Home Again
As much as we loved travelling, it was wonderful to be back home again. We missed our family, and then there were the animals. We missed them, and they surely seemed to miss us. The sad thing about coming home after a while away, is how quickly the trip feels like it was forever ago. Other than the hundreds upon hundreds of photos my girlchild had taken, along with the many stories we had to tell, it was almost as if, we’d never gone. Just like that, we were back in the daily routine. Not that our daily routine was humdrum or the like. Our lives were actually far from humdrum. Between the horses, teaching lessons and driving truck, life was extremely busy. Life was always extremely busy, yet we loved it that way, at least most of the time. With all the experiences we had in Ireland and Scotland, I was ready to tackle the novels I’d written from the long-running dream. I didn’t really have time to look at it, because summers are far too busy for reading, but when things slowed down, like in the winter, I would surely begin making the tweaks the story needed. We would watch for a good deal to get at least some of the hundreds of photos developed, and hopefully get to sit and enjoy them and the memories that went with them. It was something to look forward to.
Thankfully, we were so busy, the dream didn’t force me to write. You see, when the dream starts, it repeats night after night, until it gets written down. Once it’s written, the full colour movie I get to watch while I sleep continues. I certainly didn’t have time to write down what I watched all night. There were horses to work and a semi to drive. I was simply too busy. When winter rolled around and things settled down though, the magic began again. I would watch the dream movie then get it into print during the day. I never knew what was going to happen, and for the most part, once it was down, it was forgotten. I can read what I put down, as if someone else wrote it. It’s pretty wonderful to go to bed at night, and know that you’re going to be swept away by a great adventure.
Now, I’m a bit of a sissy. Sure, I can train a rank horse, drive a semi and deal with the nonsense the male gender can throw my way, but I hate scary movies. I’m not good with violence either, and tend to avoid it, including in the dream. If something was happening that I was uncomfortable with, I’d gloss over it. I’d avoid writing it down, and did my best not to remember. Sometimes, if I was particularly bothered and upset, the dream would leave it be. The movie would carry on, then maybe two or three weeks later, it would take me right back to the scene I didn’t want to face. This would keep happening night after night, until I finally relented and wrote it down as well. Then and only then, would the dream movie carry on, which after multiple nights of having the same dream, is a bit of a relief. I know it sounds weird, but that’s how it works. I can read what I’ve written and enjoy it, like it was written by someone else. At least having to read it later, isn’t at all boring.
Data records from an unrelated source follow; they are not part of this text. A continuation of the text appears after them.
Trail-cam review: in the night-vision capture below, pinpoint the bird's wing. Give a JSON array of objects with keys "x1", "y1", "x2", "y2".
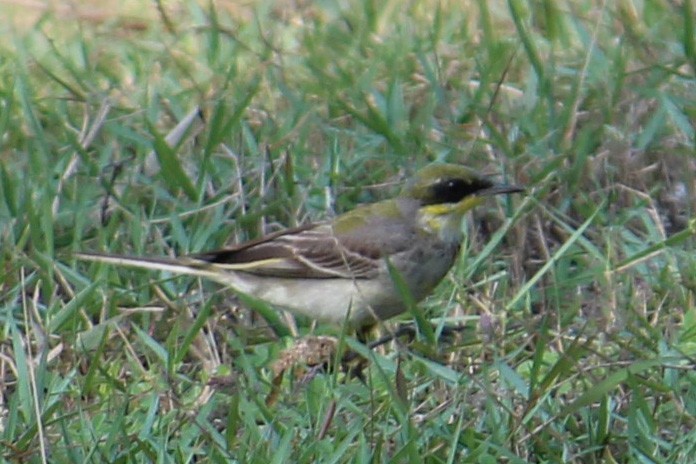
[
  {"x1": 192, "y1": 201, "x2": 415, "y2": 279},
  {"x1": 189, "y1": 223, "x2": 381, "y2": 279}
]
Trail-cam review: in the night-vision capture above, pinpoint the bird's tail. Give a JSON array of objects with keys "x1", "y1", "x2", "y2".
[{"x1": 74, "y1": 253, "x2": 220, "y2": 280}]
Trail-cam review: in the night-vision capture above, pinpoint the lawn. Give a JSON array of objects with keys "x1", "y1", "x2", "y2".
[{"x1": 0, "y1": 0, "x2": 696, "y2": 463}]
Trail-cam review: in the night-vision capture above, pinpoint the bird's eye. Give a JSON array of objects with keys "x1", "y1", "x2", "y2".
[{"x1": 432, "y1": 178, "x2": 491, "y2": 204}]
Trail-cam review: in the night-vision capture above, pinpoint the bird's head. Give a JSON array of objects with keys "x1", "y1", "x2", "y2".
[{"x1": 400, "y1": 163, "x2": 524, "y2": 240}]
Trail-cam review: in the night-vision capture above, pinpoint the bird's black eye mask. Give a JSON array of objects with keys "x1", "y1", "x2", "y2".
[{"x1": 427, "y1": 178, "x2": 493, "y2": 205}]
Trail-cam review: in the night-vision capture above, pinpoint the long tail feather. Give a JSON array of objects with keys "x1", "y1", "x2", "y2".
[{"x1": 75, "y1": 253, "x2": 220, "y2": 279}]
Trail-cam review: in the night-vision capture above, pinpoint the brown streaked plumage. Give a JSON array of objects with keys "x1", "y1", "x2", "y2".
[{"x1": 76, "y1": 164, "x2": 522, "y2": 328}]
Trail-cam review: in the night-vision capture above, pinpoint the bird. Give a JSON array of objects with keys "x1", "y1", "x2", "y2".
[{"x1": 75, "y1": 163, "x2": 524, "y2": 330}]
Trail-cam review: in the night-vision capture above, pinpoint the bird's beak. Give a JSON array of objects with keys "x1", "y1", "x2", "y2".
[{"x1": 476, "y1": 184, "x2": 524, "y2": 197}]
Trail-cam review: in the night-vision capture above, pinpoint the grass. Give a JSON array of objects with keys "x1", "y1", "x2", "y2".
[{"x1": 0, "y1": 0, "x2": 696, "y2": 463}]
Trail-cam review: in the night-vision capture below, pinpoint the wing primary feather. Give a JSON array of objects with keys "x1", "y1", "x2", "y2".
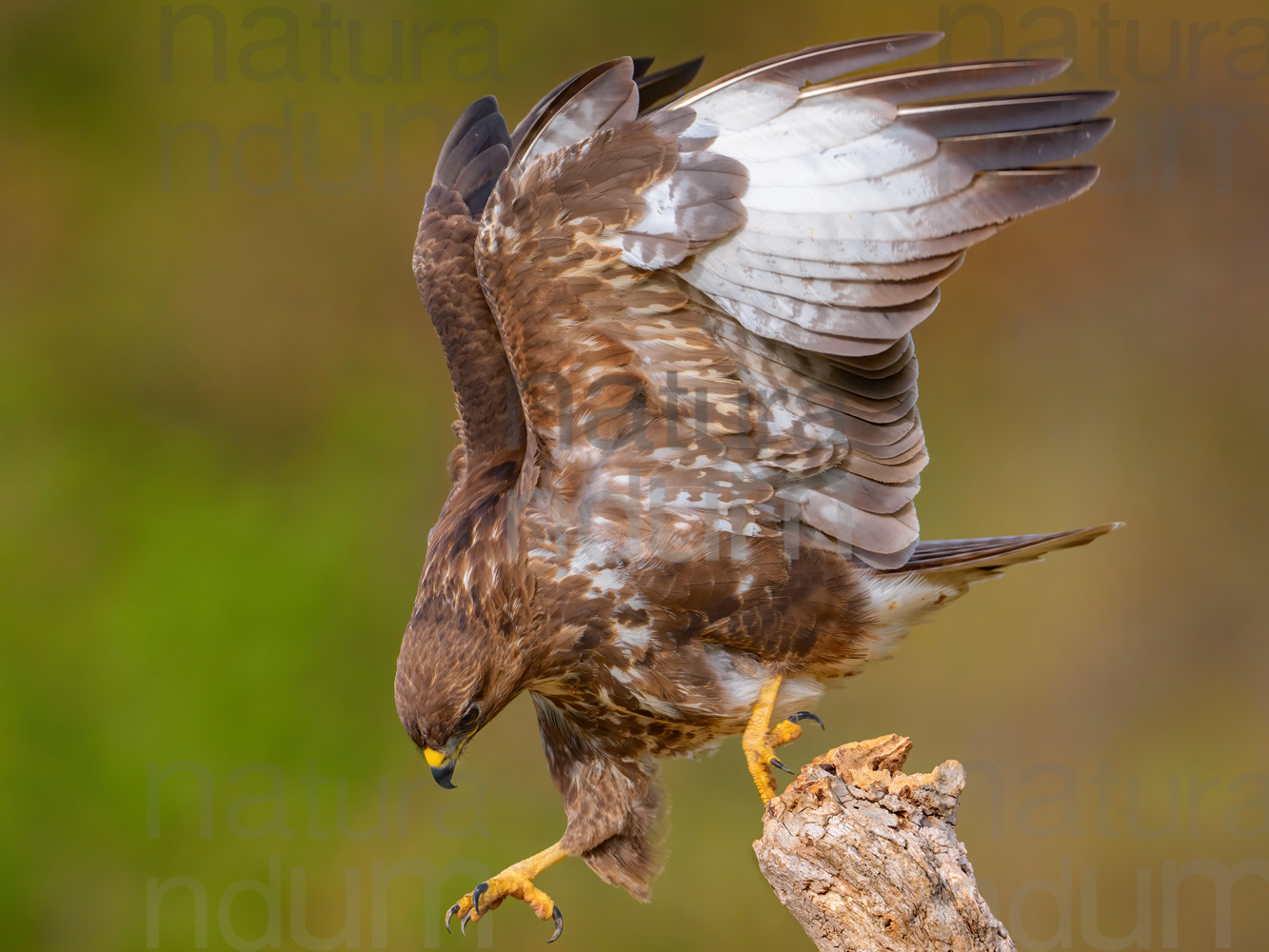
[
  {"x1": 678, "y1": 33, "x2": 942, "y2": 106},
  {"x1": 899, "y1": 90, "x2": 1120, "y2": 138},
  {"x1": 511, "y1": 58, "x2": 622, "y2": 165},
  {"x1": 802, "y1": 60, "x2": 1071, "y2": 106}
]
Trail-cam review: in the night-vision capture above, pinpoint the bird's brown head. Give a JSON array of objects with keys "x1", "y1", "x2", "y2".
[{"x1": 396, "y1": 595, "x2": 522, "y2": 788}]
The problem was, as time marched by, and the years passed, I knew I couldn’t avoid it. I had to go back to Ireland. There was so much more I needed to know. Sure, I’d managed to put more realism into the story the dream had given me, but it had to be better. The whirlwind trip we’d done didn’t cut it. There were things I had to know, important things. There was no way around it. Sweetpea and I needed to hop that salty pond again. There was much more that we needed to explore and learn, and horses to ride. There were things that needed clarification, and only by experiencing first hand, could that happen. We began to watch for seat sales, and were ready to fly at a moment’s notice. The first time we’d travelled to Europe, we purchased the tickets and were on the plane two days later. We were ready to do so again. This time, we would spend a month in Ireland and really focus on learning and experiencing as much that was Irish, as we possibly could. This would be no whirlwind trip. There was much I needed to know, and I was determined to learn it.